B - Trench-exposures.

The trenching consists on an excavation of a fault exposure [with a depth of » 4 m and a length ranging from 10 to 100 m] which permits a detailed logging of the trench-walls (using 1 m² wire grid placed on the wall) and a precise reconstruction of the successive coseismic displacements in the past. The interaction between sedimentary processes (erosional/depositional) and tectonic deformation can be described, with a particular attention given to primary as well as secondary evidences for the paleoseismic activity. A collection of samples from each significant sedimentary unit can be analysed for both the mechanical behaviour tests (laboratory tests) and radiometric dating (¹⁴C dating being the most commonly used in the case of samples with rich carbon content). This technique is presently utilized worldwide in the active zones.

C - Secondary evidence can be of primary importance.

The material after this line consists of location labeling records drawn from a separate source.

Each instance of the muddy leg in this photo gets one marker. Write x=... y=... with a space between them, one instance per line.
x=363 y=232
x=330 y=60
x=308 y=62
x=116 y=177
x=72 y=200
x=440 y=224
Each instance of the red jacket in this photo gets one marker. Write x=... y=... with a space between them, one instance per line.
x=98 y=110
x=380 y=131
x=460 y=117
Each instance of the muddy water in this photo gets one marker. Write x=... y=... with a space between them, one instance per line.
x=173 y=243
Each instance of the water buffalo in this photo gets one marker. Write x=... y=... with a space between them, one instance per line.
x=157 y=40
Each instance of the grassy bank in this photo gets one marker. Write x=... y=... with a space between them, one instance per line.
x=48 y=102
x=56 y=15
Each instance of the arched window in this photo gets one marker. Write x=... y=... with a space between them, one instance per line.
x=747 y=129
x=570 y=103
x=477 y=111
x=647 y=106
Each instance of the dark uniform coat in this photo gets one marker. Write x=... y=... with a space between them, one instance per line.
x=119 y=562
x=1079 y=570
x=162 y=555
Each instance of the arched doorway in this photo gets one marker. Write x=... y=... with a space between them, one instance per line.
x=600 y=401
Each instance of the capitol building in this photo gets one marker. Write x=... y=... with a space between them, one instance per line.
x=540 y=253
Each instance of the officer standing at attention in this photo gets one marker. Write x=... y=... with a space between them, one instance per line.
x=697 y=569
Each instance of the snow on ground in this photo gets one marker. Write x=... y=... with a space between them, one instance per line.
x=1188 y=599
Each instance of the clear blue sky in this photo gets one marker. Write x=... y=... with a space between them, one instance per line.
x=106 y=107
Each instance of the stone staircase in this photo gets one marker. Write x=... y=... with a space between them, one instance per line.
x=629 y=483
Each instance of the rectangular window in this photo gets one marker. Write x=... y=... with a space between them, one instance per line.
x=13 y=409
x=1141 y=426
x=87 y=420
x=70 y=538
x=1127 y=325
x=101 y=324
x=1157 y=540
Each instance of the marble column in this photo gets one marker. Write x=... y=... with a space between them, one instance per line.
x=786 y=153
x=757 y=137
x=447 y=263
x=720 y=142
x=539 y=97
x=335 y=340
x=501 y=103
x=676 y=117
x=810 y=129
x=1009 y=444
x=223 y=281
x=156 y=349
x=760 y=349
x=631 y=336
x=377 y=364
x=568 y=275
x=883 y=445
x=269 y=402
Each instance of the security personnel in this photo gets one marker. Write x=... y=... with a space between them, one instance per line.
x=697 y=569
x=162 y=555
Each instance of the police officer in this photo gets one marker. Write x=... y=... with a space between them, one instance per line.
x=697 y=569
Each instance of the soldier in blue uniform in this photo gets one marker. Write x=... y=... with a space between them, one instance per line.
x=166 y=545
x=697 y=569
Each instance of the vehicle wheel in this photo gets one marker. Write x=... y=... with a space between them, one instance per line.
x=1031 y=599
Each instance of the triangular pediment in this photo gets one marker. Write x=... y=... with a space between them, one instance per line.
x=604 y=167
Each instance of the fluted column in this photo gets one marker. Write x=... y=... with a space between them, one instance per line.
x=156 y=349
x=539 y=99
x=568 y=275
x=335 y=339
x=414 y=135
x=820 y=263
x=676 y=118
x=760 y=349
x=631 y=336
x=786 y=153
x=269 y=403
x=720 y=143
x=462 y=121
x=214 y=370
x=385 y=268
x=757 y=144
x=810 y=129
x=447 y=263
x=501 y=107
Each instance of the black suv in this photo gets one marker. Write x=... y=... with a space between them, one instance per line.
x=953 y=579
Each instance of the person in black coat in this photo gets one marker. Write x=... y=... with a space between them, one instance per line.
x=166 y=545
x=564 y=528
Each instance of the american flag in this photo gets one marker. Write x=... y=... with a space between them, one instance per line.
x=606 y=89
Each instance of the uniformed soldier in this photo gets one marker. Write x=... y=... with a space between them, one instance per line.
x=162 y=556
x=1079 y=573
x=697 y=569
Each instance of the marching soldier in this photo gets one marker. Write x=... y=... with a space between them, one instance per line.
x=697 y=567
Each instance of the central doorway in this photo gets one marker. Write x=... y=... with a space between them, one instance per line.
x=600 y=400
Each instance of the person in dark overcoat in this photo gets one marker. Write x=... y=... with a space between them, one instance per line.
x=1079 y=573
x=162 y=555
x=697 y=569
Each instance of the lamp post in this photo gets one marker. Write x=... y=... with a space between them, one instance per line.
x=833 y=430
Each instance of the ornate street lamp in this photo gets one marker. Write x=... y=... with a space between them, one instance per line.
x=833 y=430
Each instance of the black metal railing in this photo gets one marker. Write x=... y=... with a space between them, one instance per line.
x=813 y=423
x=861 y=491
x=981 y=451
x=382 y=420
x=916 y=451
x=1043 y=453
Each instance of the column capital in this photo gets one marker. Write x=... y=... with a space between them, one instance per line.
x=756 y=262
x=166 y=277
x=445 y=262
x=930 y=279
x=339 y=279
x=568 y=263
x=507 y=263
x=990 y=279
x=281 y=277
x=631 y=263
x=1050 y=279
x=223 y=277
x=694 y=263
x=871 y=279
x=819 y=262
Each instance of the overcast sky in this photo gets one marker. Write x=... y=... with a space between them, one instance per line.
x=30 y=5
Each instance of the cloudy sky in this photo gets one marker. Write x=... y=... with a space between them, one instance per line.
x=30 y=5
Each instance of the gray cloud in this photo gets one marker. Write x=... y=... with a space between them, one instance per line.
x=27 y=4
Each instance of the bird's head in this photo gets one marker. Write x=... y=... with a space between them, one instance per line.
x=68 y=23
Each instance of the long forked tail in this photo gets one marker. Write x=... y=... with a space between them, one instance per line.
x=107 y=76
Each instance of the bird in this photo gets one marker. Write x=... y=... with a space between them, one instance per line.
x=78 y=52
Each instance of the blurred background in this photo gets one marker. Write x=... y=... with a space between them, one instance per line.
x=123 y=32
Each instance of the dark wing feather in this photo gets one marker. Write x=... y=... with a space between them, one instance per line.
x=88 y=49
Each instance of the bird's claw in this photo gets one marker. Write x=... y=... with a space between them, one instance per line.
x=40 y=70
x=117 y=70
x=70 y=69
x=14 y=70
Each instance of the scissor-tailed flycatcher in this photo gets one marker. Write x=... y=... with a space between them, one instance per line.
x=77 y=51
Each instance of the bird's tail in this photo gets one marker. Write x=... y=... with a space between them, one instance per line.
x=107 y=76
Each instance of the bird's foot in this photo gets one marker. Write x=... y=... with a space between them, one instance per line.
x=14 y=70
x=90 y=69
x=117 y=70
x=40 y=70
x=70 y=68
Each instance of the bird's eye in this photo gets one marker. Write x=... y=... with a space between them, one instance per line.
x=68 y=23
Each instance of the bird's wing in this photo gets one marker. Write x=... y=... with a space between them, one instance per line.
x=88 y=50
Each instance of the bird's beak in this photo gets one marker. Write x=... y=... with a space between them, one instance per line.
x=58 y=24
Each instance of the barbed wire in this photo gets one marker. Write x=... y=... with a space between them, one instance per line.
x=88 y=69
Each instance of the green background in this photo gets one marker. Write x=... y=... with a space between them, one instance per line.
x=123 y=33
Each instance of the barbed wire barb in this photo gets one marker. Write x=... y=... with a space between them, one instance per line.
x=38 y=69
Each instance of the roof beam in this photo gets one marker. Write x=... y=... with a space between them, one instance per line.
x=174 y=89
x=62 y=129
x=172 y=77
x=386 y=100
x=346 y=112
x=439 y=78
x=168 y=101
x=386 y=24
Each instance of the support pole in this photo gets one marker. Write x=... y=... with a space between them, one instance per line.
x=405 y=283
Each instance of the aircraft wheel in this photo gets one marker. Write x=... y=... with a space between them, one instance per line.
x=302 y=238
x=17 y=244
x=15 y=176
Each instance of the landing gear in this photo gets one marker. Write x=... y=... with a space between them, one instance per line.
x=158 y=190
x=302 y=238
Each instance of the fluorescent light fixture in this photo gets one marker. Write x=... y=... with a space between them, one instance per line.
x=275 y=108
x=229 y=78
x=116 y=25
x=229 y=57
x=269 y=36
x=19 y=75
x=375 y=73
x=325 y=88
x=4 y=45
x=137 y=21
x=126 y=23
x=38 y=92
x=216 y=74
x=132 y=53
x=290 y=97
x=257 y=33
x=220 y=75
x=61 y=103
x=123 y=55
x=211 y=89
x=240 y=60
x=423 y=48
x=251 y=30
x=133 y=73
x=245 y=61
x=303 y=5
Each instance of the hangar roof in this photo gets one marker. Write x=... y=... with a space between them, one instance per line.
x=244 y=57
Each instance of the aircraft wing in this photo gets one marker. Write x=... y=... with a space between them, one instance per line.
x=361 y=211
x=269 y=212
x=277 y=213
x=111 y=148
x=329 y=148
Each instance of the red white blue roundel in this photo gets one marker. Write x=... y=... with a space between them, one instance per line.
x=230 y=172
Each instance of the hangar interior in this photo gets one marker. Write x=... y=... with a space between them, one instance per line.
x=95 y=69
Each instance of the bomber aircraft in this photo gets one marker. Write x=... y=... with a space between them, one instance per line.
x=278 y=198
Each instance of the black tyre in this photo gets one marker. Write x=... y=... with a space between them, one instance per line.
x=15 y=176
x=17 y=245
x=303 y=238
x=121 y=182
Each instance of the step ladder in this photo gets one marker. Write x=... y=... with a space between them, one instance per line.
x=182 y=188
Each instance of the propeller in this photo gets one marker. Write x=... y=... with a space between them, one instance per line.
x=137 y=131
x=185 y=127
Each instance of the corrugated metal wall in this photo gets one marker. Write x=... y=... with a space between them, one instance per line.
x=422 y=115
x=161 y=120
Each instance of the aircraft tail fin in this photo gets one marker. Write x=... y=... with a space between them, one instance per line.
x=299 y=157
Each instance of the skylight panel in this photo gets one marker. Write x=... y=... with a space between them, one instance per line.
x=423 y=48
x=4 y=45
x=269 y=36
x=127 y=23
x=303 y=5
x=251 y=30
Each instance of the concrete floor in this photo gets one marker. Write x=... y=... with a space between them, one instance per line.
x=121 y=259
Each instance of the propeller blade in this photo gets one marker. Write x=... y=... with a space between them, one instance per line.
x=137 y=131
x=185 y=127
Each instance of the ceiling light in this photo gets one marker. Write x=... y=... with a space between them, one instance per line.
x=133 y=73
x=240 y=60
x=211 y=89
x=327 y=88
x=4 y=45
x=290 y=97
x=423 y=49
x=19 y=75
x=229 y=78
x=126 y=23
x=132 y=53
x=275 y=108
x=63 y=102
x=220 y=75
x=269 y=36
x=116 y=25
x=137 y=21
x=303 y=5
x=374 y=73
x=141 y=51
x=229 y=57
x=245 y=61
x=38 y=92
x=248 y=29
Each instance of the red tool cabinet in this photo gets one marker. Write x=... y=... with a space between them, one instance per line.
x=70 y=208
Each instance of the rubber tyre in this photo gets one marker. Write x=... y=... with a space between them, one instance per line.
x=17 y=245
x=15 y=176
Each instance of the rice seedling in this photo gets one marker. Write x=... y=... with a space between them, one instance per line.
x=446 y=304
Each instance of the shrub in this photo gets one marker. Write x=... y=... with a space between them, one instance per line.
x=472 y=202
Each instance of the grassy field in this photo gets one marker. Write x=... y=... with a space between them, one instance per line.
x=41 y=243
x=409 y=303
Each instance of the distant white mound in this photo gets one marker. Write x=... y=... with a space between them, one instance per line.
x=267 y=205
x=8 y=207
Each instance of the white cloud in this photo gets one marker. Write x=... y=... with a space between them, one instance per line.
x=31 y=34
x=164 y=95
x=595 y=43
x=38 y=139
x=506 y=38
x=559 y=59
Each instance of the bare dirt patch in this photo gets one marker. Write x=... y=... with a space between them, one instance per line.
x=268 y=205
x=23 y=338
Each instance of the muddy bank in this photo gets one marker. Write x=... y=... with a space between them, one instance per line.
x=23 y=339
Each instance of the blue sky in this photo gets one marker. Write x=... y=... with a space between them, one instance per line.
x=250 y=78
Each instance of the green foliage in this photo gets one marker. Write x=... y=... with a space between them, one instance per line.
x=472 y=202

Sometimes, when active faults do not appear at the surface, various evidence of earthquake-induced effects can be used to determine the occurrence of damaging earthquakes. This evidence can also be correlated to the successive coseismic displacements observed along visible surface faulting and in trenches.

• Liquefaction, flooding and landslides. An extended literature exists concerning the 1811-1812 large earthquake sequence of New Madrid, in the continental interior of the American plate (central U.S.A.). The largest magnitude attributed to the earthquake (M ( 7.8 - 8.3 ) is partly based on the detailed study of liquefaction features which correspond to an upward-directed hydraulic force suddenly applied to wet and saturated soft sediments (McCalpin, 1996). Paleoearthquake-induced flooding comparable to the one related to the Ms 7.3 El Asnam earthquake (Atlas mountains of Algeria) were also retrieved in trench-excavations by means of successive flood deposits; these deposits were also warped and faulted during the Holocene (Meghraoui and Doumaz, 1996). In the absence of any direct evidence of faulting, these effects that may also include landslides are extensively described in several seismogenic zones and they constitute a powerful tool for the retrieval of past earthquakes.
• Speleothems. Deformation (warping), ruptures and differential growth of stalagmites and stalactites in caves and buried ancient constructions can be a remarkable source of information on the occurrence of historic and prehistoric earthquakes. Postpichl et al. (1991) developped a methodology using the dating of different generations of tilted and collapsed speleothems attributed to paleoearthquakes of central Italy. Cave deposits in Europe typically range in age from present-day to over 10 My; precise Uranium/thorium series dating of speleothem calcite allows to place in absolute time scale events that occurred up to 500,000 years Before Present, which commonly are not preserved at the surface. Meso- and microstructural characteristics, morphology, textural and sedimentological features of cave deposits enable us to recognize and characterise any post-depositional disturbances. When correlated with historical seismic catalogues and paleoseismological analyses, the study of speleothems provides substantial data on the size, extension and return period of large earthquakes in a region.
• Archaeoseismology. This method is applied in regions of rich archeological buildings, monument and man-made objects around the Mediterranean and can also be applied in some other regions of Europe. It consists on the evaluation of archeologic damage or faulted archeologic sites as demonstrated in deformed ancient graves in Greece (Stiros and Jones, 1996), and the detailed study of the Nimes Roman aquaduct in France (Levret et al., 1996). Although some controversies exist on the seismic versus nonseismic causes of damaged ancient constructions, the study of archeological sites represents an important source of information for the identification of paleoearthquakes.